README

Build related content links using vector embeddings and pgvector for Laravel.

Features

🔗 Pre-computed Related Links - Related content is calculated on save, not on every page load
🚀 Fast Lookups - O(1) relationship queries instead of real-time similarity search
🔄 Cross-Model Relationships - Find related content across different model types (Blog → Events → Questions)
🧠 Multiple Embedding Providers - Support for OpenAI and Ollama
📦 Queue Support - Process embeddings in the background
🔍 Semantic Search - Search content by meaning, not just keywords

Requirements

PHP 8.3+
Laravel 11, 12, or 13
PostgreSQL with pgvector extension

Installation

1. Install pgvector extension in PostgreSQL

CREATE EXTENSION IF NOT EXISTS vector;

The migration runs this automatically, but CREATE EXTENSION requires a privileged database user. On managed Postgres (RDS, Cloud SQL, Supabase, etc.) enable the extension up front — as shown above or via the provider's dashboard — so the migration only needs to create the tables.

2. Install the package via Composer

composer require vlados/laravel-related-content

3. Publish the config and migrations

php artisan vendor:publish --tag="related-content-config"
php artisan vendor:publish --tag="related-content-migrations"
php artisan migrate

4. Configure your environment

# Embedding provider (openai or ollama)
RELATED_CONTENT_PROVIDER=openai

# OpenAI settings
OPENAI_API_KEY=your-api-key
OPENAI_EMBEDDING_MODEL=text-embedding-3-small
OPENAI_EMBEDDING_DIMENSIONS=1536

# Or Ollama settings
OLLAMA_BASE_URL=http://localhost:11434
OLLAMA_EMBEDDING_MODEL=nomic-embed-text

Usage

1. Add the trait to your models

use Vlados\LaravelRelatedContent\Concerns\HasRelatedContent;

class BlogPost extends Model
{
    use HasRelatedContent;

    /**
     * Define which fields should be embedded.
     */
    public function embeddableFields(): array
    {
        return ['title', 'excerpt', 'content'];
    }
}

2. Configure models for cross-model relationships

In config/related-content.php:

'models' => [
    \App\Models\BlogPost::class,
    \App\Models\Event::class,
    \App\Models\Question::class,
],

3. Related content is automatically synced on save

$post = BlogPost::create([
    'title' => 'Electric Vehicle Charging Guide',
    'content' => '...',
]);

// Embedding is generated and related content is found automatically

4. Retrieve related content

// Get all related content
$related = $post->getRelatedModels();

// Get related content of a specific type
$relatedEvents = $post->getRelatedOfType(Event::class);

// Get the raw relationship with similarity scores (this model as source only)
$post->relatedContent()->with('related')->get();

getRelatedModels() and getRelatedOfType() are the complete views — they merge both directions (where this model is the source or the related target).

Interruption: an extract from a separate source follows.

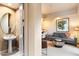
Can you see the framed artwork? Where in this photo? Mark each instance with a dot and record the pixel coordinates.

The raw relatedContent() relation returns only the rows where this model is the source; because each pair is stored once (and refreshed on re-sync), prefer the helper methods when you want the full set.

5. Use in Blade templates

@if($post->relatedContent->isNotEmpty())
    <div class="related-content">
        <h3>Related Content</h3>
        @foreach($post->getRelatedModels(5) as $item)
            <a href="{{ $item->url }}">{{ $item->title }}</a>
        @endforeach
    </div>
@endif

Artisan Commands

Rebuild embeddings and related content

# Process models missing embeddings (default behavior)
php artisan related-content:rebuild

# Process a specific model (missing only)
php artisan related-content:rebuild "App\Models\BlogPost"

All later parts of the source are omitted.